Da adulto il suo concetto di sé andrà a sottostare in maniera rigida al bisogno di considerazione positiva e ciò gli creerà problemi nell’avere la giusta consapevolezza rispetto alla propria esperienza. In questo caso sorgeranno meccanismi di difesa per non creare disorganizzazione nel concetto che la persona ha di sé stessa e verrà “corrotto” il processo “esperienza-consapevolezza” (o simbolizzazione).
Ad esempio:
Una persona molto triste non percepirà la sua tristezza oppure si “racconterà” che è leggermente giù di tono (distorsione della consapevolezza). Ciò creerà una disarmonia nella sfera emotiva-cognitiva della persona che la può portare nel primo caso (in cui proprio non percepisce il suo vero stato d’animo) ad esempio a somatizzare il problema, ossia canalizzare involontariamente il suo disagio a livello corporeo.
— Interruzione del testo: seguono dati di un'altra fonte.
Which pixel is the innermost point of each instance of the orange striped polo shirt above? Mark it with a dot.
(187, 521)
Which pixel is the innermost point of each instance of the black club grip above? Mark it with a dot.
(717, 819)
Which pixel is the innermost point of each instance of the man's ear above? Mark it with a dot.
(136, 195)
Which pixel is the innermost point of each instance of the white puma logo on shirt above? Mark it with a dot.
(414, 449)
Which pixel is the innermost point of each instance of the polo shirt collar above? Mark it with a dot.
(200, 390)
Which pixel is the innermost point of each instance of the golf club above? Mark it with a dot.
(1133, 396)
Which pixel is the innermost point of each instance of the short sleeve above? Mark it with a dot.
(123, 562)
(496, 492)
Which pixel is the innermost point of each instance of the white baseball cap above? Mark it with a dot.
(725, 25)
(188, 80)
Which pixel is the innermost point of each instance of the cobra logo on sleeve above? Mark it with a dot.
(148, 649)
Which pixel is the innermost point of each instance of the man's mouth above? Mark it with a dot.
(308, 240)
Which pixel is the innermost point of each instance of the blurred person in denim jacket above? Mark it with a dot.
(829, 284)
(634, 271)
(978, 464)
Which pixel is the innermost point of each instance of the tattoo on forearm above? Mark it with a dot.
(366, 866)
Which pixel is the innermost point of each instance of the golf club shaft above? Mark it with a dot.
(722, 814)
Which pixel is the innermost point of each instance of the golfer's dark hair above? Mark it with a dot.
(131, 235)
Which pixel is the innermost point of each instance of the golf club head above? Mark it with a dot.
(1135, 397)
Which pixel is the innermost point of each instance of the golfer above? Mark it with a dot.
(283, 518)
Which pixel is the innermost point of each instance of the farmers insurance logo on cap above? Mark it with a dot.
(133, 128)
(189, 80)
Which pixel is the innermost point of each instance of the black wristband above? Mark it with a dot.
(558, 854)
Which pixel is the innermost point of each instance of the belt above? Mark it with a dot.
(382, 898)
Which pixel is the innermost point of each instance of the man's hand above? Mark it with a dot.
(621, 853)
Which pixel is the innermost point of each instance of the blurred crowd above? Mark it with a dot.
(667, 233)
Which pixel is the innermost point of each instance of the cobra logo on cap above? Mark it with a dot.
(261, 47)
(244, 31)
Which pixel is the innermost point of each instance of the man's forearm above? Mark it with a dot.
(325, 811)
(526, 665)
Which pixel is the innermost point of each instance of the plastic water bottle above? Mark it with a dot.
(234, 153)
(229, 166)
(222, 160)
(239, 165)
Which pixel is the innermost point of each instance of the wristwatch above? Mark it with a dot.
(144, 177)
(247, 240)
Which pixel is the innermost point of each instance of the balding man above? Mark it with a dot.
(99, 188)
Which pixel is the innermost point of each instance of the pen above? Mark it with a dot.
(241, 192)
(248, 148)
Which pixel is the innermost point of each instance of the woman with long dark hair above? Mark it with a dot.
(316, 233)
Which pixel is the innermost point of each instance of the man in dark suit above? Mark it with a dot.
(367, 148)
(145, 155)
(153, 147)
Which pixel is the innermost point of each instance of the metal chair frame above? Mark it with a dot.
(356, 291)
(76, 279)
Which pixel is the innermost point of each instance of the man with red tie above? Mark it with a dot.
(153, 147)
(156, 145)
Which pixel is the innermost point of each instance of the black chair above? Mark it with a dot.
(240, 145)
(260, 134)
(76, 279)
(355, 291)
In ogni caso, non essendo consapevole della propria esperienza gli è lesa la libertà di effettuare le proprie scelte e di crescere in maniera positiva.
L’esperienza, tra l’altro, ci dice anche che alcuni tra i momenti più belli della nostra vita sono caratterizzati dalla presenza degli altri; riuscire a capire gli altri, i loro sentimenti ed il loro mondo interiore, accettarli, sono cose che non solo rendono migliore la vita, perché consentono di essere sé stessi, ma ci arricchiscono. E’ importante dunque gettare dei ponti tra sé e gli altri, permettere agli altri di comunicare pienamente con noi. Possiamo dire che ogni persona è un’isola in sé stessa, e può gettare dei ponti verso le altre isole solamente se vuole ed è in grado di essere se stessa. Queste osservazioni possono ricondursi a una tesi: è importante essere sé stessi e consentire agli altri di esserlo.
I concetti di cui abbiamo parlato finora oggi sono molto diffusi sia all’interno della comunità scientifica sia nell’opinione pubblica e, forse a volte banalizzati a causa del loro frequente utilizzo da parte dei mass media, e in particolare dal mondo della pubblicità ma, Carl Rogers iniziò a teorizzare la terapia centrata sulla persona negli anni ’40 e pertanto non può che essere considerato un rivoluzionario per l’impatto straordinario che il suo contributo ha avuto e, continua ad avere, sulla vita di milioni di persone.
Rogers è riuscito a restituire la dignità al cliente in quanto portatore di una domanda di cambiamento e al terapeuta in quanto facilitatore di tale cambiamento attraverso il suo modo di essere in relazione da Persona a Persona.